As of September 2018, Jump has expanded the program to Providence, Rhode Island. However, the service has been suspended indefinitely following issues of theft and vandalism. The company also received permission from the Santa Monica government to roll out 500 e-bikes and 250 e-scooters in the city. In December 2018, Jump started operations in Atlanta and San Diego.

=== Europe ===
In June 2018, Jump launched its electric bike-sharing system in Berlin, Germany, marking the start of Jump's planned European expansion, under the ownership of Uber. In April 2019 it was launched in Paris, France. In May 2019, the system was launched in London. In November 2019, it was launched in Lisbon, Portugal and Rome, Italy. In November, Lime launched JUMP in Rotterdam, Netherlands. This marked the company's entry into the country. In most places in Europe, the Jump bike has been retired in favour of Lime's newer Generation 4 bike.

=== Canada ===
In September 2018, Uber announced interest in expanding Jump into the Montreal market, which would make it the first dockless bikeshare in the city.

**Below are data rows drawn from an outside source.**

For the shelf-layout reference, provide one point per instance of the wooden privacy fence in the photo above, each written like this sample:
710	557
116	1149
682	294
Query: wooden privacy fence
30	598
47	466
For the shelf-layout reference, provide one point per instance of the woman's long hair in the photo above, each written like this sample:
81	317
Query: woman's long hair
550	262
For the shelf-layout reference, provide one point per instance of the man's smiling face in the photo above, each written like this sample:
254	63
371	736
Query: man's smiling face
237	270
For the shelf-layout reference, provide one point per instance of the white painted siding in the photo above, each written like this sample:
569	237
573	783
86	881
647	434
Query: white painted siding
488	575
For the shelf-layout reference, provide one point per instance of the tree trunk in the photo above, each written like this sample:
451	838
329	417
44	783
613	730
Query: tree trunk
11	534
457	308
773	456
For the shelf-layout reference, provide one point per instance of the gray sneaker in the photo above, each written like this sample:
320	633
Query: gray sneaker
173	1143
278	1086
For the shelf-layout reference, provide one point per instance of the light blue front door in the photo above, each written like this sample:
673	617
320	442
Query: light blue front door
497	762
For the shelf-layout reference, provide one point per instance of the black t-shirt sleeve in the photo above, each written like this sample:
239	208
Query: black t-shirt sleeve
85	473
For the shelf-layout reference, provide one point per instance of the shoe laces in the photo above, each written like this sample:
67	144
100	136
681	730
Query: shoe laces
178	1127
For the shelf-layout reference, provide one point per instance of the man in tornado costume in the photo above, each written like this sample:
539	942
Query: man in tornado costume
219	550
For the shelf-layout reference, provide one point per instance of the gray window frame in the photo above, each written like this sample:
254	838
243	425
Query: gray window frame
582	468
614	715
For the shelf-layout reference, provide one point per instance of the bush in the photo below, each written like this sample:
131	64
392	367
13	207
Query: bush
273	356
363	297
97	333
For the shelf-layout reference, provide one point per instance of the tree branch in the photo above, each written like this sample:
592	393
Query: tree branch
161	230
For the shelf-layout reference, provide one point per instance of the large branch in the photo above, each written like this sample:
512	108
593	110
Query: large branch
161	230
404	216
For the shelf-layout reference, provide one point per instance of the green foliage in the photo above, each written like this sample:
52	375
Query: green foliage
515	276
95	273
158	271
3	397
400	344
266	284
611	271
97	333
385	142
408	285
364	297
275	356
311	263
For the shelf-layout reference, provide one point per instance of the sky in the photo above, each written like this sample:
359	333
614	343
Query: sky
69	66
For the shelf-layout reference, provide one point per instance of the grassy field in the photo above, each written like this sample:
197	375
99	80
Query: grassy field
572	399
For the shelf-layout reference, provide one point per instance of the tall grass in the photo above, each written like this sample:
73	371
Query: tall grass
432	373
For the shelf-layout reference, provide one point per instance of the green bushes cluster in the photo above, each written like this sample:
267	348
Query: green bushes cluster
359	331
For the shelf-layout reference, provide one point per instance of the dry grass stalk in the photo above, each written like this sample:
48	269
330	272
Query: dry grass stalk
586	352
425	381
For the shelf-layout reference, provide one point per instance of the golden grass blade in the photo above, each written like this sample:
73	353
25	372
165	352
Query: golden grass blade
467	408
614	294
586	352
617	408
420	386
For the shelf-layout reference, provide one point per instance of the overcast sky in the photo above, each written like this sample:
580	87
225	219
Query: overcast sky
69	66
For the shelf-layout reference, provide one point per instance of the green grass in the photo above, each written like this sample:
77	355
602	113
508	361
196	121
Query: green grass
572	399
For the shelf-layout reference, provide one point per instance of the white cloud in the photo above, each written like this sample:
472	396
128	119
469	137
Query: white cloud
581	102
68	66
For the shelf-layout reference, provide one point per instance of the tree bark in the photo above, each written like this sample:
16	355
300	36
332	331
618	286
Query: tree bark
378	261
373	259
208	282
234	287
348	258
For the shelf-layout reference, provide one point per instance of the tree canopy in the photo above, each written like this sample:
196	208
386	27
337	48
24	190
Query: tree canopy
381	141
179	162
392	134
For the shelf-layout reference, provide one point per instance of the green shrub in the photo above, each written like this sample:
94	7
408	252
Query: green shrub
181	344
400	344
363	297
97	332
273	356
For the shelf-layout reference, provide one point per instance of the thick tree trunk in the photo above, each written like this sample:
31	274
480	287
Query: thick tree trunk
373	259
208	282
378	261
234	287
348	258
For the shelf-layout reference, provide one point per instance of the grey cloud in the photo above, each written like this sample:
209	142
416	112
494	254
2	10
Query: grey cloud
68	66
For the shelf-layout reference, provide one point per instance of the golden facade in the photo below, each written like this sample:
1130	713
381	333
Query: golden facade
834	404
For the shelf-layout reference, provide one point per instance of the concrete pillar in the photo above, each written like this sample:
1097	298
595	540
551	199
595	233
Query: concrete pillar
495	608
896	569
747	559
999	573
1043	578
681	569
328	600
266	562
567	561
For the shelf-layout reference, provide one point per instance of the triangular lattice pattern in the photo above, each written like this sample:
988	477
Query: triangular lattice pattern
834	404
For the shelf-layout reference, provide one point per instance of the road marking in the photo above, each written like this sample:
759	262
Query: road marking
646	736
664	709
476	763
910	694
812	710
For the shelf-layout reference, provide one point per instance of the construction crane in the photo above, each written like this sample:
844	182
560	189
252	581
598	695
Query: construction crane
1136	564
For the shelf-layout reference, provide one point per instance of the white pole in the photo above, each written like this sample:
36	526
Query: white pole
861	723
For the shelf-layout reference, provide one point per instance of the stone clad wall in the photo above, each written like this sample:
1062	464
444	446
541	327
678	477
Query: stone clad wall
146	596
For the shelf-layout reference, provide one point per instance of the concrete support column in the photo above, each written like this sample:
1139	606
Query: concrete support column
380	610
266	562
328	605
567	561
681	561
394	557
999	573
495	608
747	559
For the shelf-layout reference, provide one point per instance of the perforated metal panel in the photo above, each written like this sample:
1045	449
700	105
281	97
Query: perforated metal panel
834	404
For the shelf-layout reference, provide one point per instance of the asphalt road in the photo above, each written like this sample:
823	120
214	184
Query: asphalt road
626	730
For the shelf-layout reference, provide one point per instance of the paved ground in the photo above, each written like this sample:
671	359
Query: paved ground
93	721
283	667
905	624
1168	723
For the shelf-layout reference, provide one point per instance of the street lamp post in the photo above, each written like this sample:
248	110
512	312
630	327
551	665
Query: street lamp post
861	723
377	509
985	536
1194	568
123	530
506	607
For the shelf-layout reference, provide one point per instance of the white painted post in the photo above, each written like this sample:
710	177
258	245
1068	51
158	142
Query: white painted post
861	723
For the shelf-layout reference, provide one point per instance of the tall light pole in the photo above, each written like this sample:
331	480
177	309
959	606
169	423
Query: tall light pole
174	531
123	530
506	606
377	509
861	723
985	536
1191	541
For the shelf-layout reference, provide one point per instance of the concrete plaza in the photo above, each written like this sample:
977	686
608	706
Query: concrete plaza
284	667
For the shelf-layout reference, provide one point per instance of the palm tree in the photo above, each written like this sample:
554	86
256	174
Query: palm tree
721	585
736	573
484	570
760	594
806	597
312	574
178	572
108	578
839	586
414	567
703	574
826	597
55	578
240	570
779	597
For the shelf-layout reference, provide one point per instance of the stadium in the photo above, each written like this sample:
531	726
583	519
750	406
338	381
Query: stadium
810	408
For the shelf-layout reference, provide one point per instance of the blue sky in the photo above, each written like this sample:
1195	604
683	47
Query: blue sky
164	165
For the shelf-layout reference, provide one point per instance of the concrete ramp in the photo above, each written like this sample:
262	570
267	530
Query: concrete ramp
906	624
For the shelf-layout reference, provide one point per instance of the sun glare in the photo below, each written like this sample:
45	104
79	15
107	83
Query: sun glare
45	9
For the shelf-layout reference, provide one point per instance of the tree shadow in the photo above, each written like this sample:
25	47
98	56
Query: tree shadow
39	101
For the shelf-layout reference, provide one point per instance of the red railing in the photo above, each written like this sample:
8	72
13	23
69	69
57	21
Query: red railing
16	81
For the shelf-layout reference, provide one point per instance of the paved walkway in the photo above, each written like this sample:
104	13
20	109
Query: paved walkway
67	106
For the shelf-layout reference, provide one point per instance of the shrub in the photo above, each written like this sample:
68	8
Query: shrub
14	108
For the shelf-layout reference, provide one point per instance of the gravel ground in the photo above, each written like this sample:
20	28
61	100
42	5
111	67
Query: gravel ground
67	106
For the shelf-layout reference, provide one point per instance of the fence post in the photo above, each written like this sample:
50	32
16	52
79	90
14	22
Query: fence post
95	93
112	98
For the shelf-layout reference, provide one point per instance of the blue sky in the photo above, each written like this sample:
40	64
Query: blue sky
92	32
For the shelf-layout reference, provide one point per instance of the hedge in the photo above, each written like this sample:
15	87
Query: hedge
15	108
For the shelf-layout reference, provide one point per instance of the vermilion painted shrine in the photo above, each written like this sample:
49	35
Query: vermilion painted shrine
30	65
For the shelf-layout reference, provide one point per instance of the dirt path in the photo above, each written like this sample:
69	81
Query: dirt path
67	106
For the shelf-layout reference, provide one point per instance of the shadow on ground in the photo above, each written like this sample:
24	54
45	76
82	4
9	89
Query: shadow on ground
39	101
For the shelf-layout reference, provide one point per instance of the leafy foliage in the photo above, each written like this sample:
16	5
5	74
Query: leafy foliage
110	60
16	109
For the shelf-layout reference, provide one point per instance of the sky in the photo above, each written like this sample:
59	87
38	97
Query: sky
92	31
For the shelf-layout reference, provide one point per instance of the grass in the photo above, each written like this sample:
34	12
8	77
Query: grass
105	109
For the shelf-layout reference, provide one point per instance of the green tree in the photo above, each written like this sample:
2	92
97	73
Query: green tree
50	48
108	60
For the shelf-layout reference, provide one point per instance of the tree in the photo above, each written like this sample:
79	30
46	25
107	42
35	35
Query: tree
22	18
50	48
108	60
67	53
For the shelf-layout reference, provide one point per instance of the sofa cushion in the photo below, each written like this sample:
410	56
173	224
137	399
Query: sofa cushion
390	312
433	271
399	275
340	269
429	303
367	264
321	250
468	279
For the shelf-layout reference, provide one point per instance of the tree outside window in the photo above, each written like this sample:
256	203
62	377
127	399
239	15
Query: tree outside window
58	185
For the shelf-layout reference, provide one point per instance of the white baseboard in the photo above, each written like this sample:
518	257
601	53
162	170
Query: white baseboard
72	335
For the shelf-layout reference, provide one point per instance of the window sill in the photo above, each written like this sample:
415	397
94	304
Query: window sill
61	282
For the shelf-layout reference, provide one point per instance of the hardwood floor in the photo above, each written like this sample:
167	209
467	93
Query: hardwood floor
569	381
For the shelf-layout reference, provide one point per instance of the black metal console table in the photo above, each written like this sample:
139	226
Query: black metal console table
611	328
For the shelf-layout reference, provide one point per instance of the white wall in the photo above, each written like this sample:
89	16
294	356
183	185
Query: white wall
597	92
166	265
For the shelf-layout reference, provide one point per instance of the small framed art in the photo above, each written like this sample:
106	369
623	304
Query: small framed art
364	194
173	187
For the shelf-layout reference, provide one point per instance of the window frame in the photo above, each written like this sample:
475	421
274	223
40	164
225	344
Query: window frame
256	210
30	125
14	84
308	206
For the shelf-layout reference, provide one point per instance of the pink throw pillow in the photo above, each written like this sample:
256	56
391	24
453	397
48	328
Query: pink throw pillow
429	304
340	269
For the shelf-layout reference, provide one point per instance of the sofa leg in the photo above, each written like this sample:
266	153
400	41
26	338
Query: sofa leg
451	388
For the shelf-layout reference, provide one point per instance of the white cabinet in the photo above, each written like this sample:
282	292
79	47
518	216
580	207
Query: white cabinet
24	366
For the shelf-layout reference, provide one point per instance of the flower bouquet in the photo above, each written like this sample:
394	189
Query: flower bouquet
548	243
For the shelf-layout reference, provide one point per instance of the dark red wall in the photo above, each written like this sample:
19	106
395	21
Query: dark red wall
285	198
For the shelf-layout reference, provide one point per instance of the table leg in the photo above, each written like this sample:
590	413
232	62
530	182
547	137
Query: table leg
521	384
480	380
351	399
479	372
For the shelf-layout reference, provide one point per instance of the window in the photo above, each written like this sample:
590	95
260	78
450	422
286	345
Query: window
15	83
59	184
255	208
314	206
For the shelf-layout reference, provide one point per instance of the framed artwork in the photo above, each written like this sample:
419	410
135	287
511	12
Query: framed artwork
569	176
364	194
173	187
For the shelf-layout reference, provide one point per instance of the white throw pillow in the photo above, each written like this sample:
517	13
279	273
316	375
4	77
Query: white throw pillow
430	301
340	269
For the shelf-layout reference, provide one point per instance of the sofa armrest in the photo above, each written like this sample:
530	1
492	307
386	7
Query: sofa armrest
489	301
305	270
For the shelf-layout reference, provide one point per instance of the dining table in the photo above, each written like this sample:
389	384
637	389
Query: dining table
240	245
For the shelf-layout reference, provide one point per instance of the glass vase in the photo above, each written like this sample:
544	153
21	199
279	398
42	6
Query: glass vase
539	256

In June 2019, Jump purchased the operational team contracts of Hamilton BikeShare, marking its first official entrance into the Canadian market. While Hamilton Bike Share's monthly and Pay as you Go members have access to 24/7 Jump team support, the Everyone Rides Initiative (ERI) subsidized low income pass program is still directly run by Hamilton Bike Share staff in the SoBi Hamilton office.

The operation of SoBi Hamilton under Jump/Uber ended on June 1, 2020, citing the impact of the COVID-19 pandemic.

=== New Zealand ===
In June 2019 Jump launched their e-scooter product into the Wellington market, competing with local scooter company Flamingo and dockless bike company Onzo. In January 2020, Jump scooters and e-bikes launched in Auckland. In mid 2020, the Auckland Council reissued operating permits, and Jump scooters and e-bikes were re-launched by Lime in September.

===Australia===

There are parts of Australia that are serviced by Jump vehicles. Most locations been rebranded with Lime logos (with bike frames saying formerly Jump).